Michele (il nome è di fantasia, la storia no), prima dell’incidente, «era una persona iperattiva, circondata da amici e piena di passioni: il lavoro, la bicicletta, i viaggi. Non andavamo molto lontano, ma sceglieva nel dettaglio ogni itinerario. Era curioso, amava scoprire cose nuove, avvicinarsi alle persone».

Con gli occhi

Marta non si sarebbe mai immaginata di vivere con lui una simile situazione: «Pensando al futuro, quando si sta bene, vengono in mente la malattia e la morte. Non si prefigura uno stato di sospensione come questo. Un tempo che perde ogni dimensione. Un tempo in cui si è costantemente in attesa di una presenza che, per quanto minima, acquisisce uno spessore smisurato. Dà un senso a tutto. E fa svanire gli intervalli che durano mesi». Questa presenza Marta la individua in un movimento degli occhi, nel tentativo di pronunciare il suo nome o in un accenno di risata proprio dopo una barzelletta. «I medici sostengono che queste non possano essere considerate delle risposte. Manca l’evidenza – aggiunge –. Ma io la vedo diversamente...».

Libri e foto

Così la pensa anche Linda che all’Arici Sega si prende cura, ogni giorno, di mamma Silvia, una bella signora di quasi ottant’anni «con un carattere indipendente – racconta –, che guidava ancora la macchina, aveva la passione per l’uncinetto e i fiori e preparava volentieri il pranzo ai ragazzi del Grest». Nella stanza condivisa con una giovane donna, Linda legge alla mamma un libro di storie ambientate nel loro paese, le racconta delle figlie, le massaggia i piedi e le chiede «Ti dà fastidio, mamma?». «Lei – spiega – a volte mi fa un cenno col capo o mi stringe la mano.
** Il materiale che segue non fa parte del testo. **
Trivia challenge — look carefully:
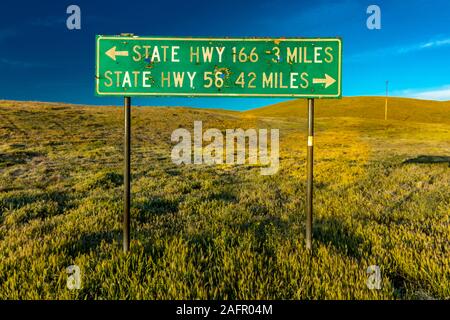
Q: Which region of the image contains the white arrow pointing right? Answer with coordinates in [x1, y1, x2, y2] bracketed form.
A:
[313, 73, 336, 88]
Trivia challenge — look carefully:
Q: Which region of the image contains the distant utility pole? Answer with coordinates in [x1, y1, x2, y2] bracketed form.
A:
[384, 80, 389, 120]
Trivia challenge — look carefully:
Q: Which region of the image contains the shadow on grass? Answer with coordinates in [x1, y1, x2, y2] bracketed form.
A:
[0, 191, 74, 224]
[62, 230, 122, 258]
[403, 155, 450, 166]
[136, 197, 179, 222]
[313, 217, 371, 261]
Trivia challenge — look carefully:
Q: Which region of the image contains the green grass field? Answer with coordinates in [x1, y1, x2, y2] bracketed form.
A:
[0, 97, 450, 299]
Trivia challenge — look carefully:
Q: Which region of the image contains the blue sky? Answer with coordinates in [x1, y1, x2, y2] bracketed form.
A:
[0, 0, 450, 109]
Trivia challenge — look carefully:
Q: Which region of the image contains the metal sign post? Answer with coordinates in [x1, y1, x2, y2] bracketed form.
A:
[306, 99, 314, 250]
[123, 97, 131, 252]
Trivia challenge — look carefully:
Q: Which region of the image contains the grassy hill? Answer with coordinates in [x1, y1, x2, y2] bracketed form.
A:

Non apre mai gli occhi, ma io capisco che sorride».

Accanto al letto di Silvia un rosario rosso avvolge la fotografia in cui appare elegantissima, a una festa, insieme ai nipoti e al marito, deceduto qualche tempo prima che un evento cerebrale acuto la riducesse in stato vegetativo.

Viaggio

«Sappiamo che non tornerà a essere la persona che era – ammette Linda –. Ciò che ci resta, adesso, è vivere il momento con grande umanità. E questa struttura ci garantisce proprio questo: personale molto presente e amorevole, grande attenzione al paziente e ai familiari». Marta annuisce: «Qui Michele ed io abbiamo trovato un nuovo modo di vivere insieme. Mi aiuta pensare a questa situazione come a un viaggio, uno dei nostri tanti viaggi. Stavolta, però, non abbiamo deciso noi l’itinerario. Altri lo stanno facendo per noi. Ma noi, comunque, lo affronteremo insieme, con la stessa curiosità, presenza, resistenza, cura. Lo stesso affetto. Cerchiamo di fare il massimo, il meglio, facendo i conti con la fragilità». Quando le condizioni di Michele lo permettono la moglie lo porta in giardino. A volte fanno anche un giro nel parco che si trova a due passi dalla struttura. Nel tempo «ha fatto progressi: respira da solo, apre gli occhi. I dottori sostengono che forse questo è il massimo che si possa raggiungere. Io dico che non è così...».